Trata-se de algo ainda mais corrosivo, a banalização moral do processo democrático.
O primeiro personagem desse cenário é o político que compra votos. Ele não disputa ideias, não apresenta propostas consistentes, não constrói confiança. Ele negocia. Transforma cidadania em mercadoria, reduz o eleitor a um preço seja ele um favor, um emprego, uma cesta básica ou alguns reais no bolso. Ao fazer isso, não apenas frauda a eleição, mas destrói o próprio conceito de representação.
Leia maisMas esse mercado não existe sem quem venda. Há também o eleitor que se dispõe a negociar seu voto. Muitas vezes pressionado pela necessidade, outras vezes movido por oportunismo, ele aceita participar desse jogo. Ao fazê-lo, abre mão do seu poder mais legítimo o de escolher livremente e se torna cúmplice de um sistema que, depois, inevitavelmente o abandonará.
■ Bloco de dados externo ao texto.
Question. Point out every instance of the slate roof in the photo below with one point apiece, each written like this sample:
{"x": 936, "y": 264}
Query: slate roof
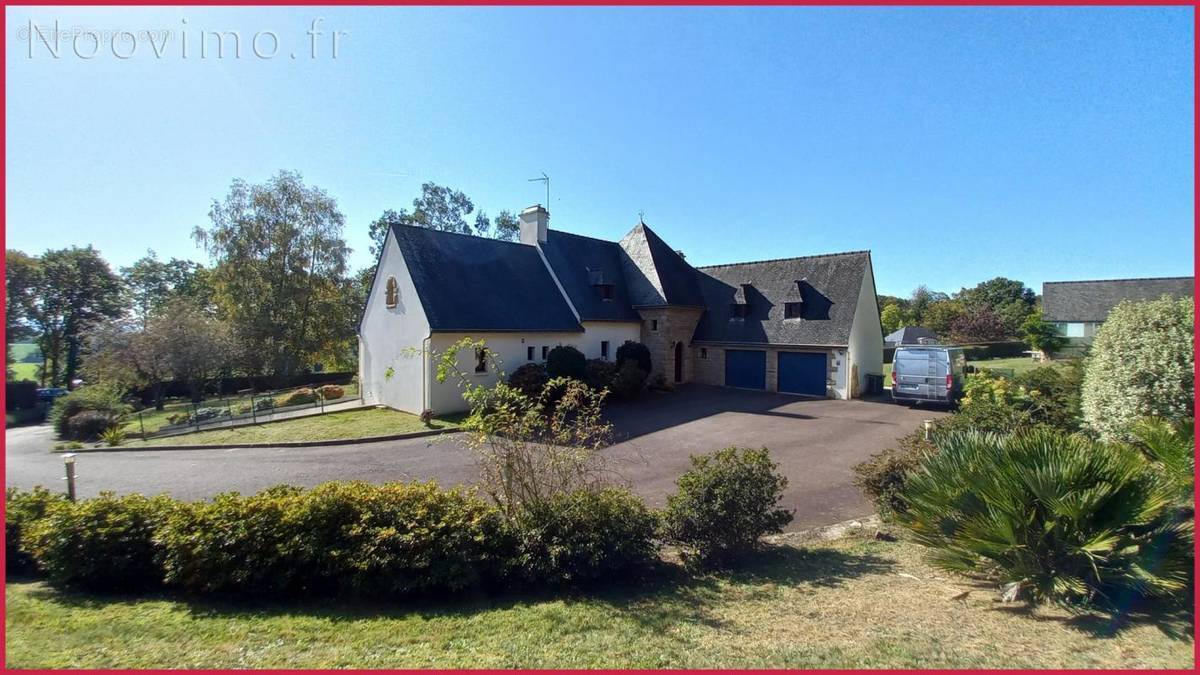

No mesmo ambiente, circula o político que se vende. Não ao eleitor, mas a interesses ocultos. Ele chega ao poder com um discurso, mas governa com outro. Troca decisões por apoio, princípios por conveniência, mandato por vantagens. É o agente duplo da democracia: eleito pelo povo, mas a serviço de poucos.
E, claro, há o velho conhecido, o político corrupto. Aquele que utiliza o cargo para enriquecer, manipular contratos, desviar recursos públicos. Esse personagem já não causa surpresa o que, por si só, é um sintoma grave. A corrupção deixou de ser exceção para se tornar expectativa.
Mas há um elemento mais sutil, menos discutido e igualmente perigoso, a manipulação das pesquisas eleitorais. Quando distorcidas, encomendadas ou divulgadas de forma estratégica, elas deixam de ser instrumento de informação para se tornarem ferramenta de indução. Criam candidaturas artificiais, enterram outras, moldam percepções e influenciam decisões.
Nesse contexto, a pesquisa eleitoral, quando corrompida, transforma-se na “prostituta da política”. Não porque a metodologia em si seja ilegítima ao contrário, é fundamental em qualquer democracia -, mas porque seu uso deturpado serve a interesses que nada têm a ver com a verdade ou com o eleitor.
O problema não está apenas em quem manipula, mas em um sistema que permite que tudo isso coexista: o voto comprado, a consciência vendida, o mandato negociado, a corrupção institucionalizada e a informação distorcida.
O resultado é uma democracia enfraquecida, onde o eleitor já não sabe em quem confiar, onde o discurso vale menos que o dinheiro e onde a verdade disputa espaço com a conveniência.
Enquanto esse ciclo não for rompido com educação política, fiscalização rigorosa e responsabilidade coletiva -, a política continuará sendo um terreno onde muitos atuam, poucos acreditam e quase ninguém confia.